ICAM-1 has been described to provide both adhesion and costimulatory functions during T cell activation. In the setting of antitumor immunity, ICAM-1/LFA-1 interactions could be important at the level of T cell priming by APCs in draining lymph nodes as well as for transendothelial migration and tumor cell recognition at the tumor site. To determine the contribution of ICAM-1 to tumor rejection in vivo, we performed adoptive transfer of 2C TCR-transgenic/RAG2(-/-) T cells into TCRalpha(-/-) vs ICAM(-/-)/TCRalpha(-/-) recipient animals. ICAM-1-deficient mice successfully rejected HTR.C tumors expressing Ld recognized by the 2C TCR, albeit with a kinetic delay. Inasmuch as HTR.C tumor cells themselves express ICAM-1, a second model was pursued using B16-F10 melanoma cells that lack ICAM-1 expression. These cells were transduced to express the SIYRYYGL peptide recognized by the 2C TCR in the context of Kb, which is cross-presented by APCs in H-2b mice in vivo.
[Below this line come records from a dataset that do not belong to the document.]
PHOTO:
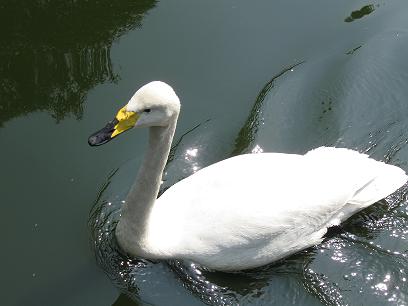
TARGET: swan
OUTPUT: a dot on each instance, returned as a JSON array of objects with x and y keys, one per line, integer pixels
[{"x": 242, "y": 212}]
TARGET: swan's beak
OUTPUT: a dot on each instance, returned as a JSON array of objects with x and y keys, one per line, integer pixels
[{"x": 123, "y": 121}]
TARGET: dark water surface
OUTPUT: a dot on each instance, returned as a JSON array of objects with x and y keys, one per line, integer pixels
[{"x": 282, "y": 76}]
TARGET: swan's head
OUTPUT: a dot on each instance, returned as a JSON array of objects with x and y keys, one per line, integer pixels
[{"x": 154, "y": 104}]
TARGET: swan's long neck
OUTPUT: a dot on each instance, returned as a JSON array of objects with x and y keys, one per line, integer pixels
[{"x": 132, "y": 226}]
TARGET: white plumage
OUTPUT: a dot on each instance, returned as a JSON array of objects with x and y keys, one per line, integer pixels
[{"x": 245, "y": 211}]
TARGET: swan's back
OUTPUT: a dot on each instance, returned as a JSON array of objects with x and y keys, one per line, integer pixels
[{"x": 252, "y": 209}]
These tumors also grew more slowly but were eventually rejected by the majority of ICAM-1(-/-)/TCRalpha(-/-) recipients. Delayed rejection in ICAM-1(-/-) mice was associated with diminished T cell priming as assessed by ELISPOT. In contrast, T cell penetration into the tumor was comparable in wild-type and ICAM-1(-/-) hosts, and adoptively transferred primed effector 2C cells rejected normally in ICAM-1(-/-) recipients. Our results suggest that ICAM-1 contributes to but is not absolutely required for CD8+ T cell-mediated tumor rejection in vivo and dominantly acts at the level of priming rather than the effector phase of the antitumor immune response.